Mais próxima de nós, a União Europeia. A qual agora se sente ameaçada porque no Reino Unido votaram contra a manutenção no seu seio. A culpa, pelos vistos, é dos nacionalismos que promovem o «pensar só em nós», com a consequente desconfiança em relação aos outros, trazendo a xenofobia, o racismo, a exclusão religiosa, etc. A atual vaga de imigrantes, de África e do Médio Oriente, pouco representando em proporção demográfica mas portadora de símbolos negativos para alguns europeus, desencadeou sentimentos de medo que reforçam o nacionalismo como arma de defesa. Parece-me que essa vaga serve mais de desculpa para fatores existentes anteriormente que outra coisa, pois a Europa precisa de gente para compensar a cultura de pouca natalidade que envelhece a população. 

Os nacionalismos, ao se apresentarem como a defesa da entidade menor e mais homogénea, sempre prejudicada pelo outro, dominador e insensível, geram sentimentos dificilmente controláveis e usados com facilidade por todos os populismos e demagogias. Não tornam o mundo mais tranquilo e próspero.

Por falar de mundo, ele está cada vez mais perigoso, em toda a sua geografia. Multiplicam-se os focos de conflito, a intolerância religiosa se converte em arma mortífera e cega, o domínio mundial tende a mudar de mãos com novas potências ultrapassando as anteriores que apresentam estado avançado de decadência, o capital financeiro cada vez mais especulativo se concentra e elimina outros eixos de poder, tudo isso resultando num clima de desconfiança e medo, pouco compatível com cooperação e relações de fraternidade. Nunca como hoje a humanidade se aproximou tanto da tão usada e contestada frase popularizada por Hobbes, «o homem é o lobo do homem». Bem gostaríamos que Hobbes fosse um lunático que errou totalmente, mas… o que vemos não nos convence inteiramente da ideia generosa da solidariedade humana universal. Nem mesmo no seio das diferentes igrejas, onde lutas intestinas se processam com demasiada frequência.

No entanto, as generalizações são sempre perniciosas. E devemos deixar uma pequena ressalva na condenação do nacionalismo. Quanto mais não seja, para justificarmos as lutas que tivemos para criar nações, partindo de agrupamentos menores, e reforçar estados viáveis. Numa primeira fase, na da oposição a ocupações injustas e bárbaras, como as que os povos colonizados sofreram, o nacionalismo era a única ideologia possível para juntar as pessoas na ideia da liberdade.
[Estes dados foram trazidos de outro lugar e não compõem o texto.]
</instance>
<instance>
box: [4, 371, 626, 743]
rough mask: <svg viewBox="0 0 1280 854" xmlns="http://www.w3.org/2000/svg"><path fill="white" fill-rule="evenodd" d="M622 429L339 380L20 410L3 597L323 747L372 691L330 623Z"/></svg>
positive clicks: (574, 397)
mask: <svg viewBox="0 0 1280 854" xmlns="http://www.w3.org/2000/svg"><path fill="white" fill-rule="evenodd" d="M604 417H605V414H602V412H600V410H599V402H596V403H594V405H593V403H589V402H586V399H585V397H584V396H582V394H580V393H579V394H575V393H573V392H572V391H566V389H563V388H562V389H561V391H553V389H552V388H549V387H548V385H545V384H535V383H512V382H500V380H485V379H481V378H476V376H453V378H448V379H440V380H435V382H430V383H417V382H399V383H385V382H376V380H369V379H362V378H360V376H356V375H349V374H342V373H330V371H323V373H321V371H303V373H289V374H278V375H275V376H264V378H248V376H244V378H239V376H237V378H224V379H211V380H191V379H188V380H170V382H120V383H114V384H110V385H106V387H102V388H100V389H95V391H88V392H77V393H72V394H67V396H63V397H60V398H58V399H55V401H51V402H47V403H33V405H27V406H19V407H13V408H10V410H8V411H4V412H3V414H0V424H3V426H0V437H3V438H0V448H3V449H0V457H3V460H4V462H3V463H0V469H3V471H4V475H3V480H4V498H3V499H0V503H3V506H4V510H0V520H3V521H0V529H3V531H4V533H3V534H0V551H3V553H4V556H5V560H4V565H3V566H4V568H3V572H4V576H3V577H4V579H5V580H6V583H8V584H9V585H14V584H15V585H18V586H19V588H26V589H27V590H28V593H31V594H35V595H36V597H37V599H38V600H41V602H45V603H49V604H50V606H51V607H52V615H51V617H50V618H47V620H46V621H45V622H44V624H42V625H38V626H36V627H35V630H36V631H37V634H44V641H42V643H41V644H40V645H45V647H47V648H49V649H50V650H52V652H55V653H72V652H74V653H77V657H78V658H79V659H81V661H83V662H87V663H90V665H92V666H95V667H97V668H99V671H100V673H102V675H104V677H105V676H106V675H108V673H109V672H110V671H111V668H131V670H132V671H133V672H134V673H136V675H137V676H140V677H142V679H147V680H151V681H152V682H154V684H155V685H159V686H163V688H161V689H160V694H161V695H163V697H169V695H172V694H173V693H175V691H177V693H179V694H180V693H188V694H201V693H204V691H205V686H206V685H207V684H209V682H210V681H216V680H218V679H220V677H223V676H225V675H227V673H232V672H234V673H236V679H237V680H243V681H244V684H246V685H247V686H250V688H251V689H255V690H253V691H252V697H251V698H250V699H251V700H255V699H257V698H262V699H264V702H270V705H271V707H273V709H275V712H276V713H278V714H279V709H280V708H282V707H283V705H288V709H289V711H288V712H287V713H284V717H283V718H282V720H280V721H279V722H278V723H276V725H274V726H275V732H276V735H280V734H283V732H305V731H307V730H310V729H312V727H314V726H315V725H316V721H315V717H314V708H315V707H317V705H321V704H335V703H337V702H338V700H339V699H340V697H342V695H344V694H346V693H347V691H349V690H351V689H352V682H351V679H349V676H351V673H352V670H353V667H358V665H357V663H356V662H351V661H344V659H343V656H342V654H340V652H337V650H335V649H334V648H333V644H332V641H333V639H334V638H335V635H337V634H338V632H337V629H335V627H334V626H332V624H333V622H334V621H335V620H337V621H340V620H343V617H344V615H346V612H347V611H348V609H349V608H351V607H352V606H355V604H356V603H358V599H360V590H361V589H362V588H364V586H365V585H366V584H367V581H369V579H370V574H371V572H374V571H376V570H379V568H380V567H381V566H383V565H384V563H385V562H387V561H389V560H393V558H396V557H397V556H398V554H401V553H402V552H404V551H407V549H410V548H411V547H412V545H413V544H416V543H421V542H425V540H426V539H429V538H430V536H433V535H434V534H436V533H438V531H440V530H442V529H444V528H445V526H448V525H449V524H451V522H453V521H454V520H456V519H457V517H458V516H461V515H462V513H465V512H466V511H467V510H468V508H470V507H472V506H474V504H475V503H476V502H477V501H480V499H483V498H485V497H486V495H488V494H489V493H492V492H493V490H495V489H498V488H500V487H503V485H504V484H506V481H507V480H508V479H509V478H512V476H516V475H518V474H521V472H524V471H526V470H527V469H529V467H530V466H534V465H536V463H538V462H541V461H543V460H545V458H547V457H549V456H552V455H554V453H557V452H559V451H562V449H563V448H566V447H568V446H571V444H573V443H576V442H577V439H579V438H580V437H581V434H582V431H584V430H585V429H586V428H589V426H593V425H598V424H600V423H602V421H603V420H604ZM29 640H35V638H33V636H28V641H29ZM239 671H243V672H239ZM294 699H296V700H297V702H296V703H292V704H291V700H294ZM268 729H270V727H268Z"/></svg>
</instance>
Talvez um pouco messiânico, como o futuro vem provando, prometendo sucessos impossíveis de alcançar, para alguns simples utopias perigosas. Mas só procurando o impossível se podia conquistar o possível. A utopia indica um caminho, mesmo se este depois revela precipícios e montanhas intransponíveis. 

O problema é que em alguns cantos do mundo se está numa fase em que os nacionalismos são positivos, ajudam o progresso, enquanto em outros o nacionalismo se tornou demasiado estreito e portanto negativo. Enfoque que me parece o único para preservamos um pouco da nossa Humanidade, mantendo a empatia com o outro.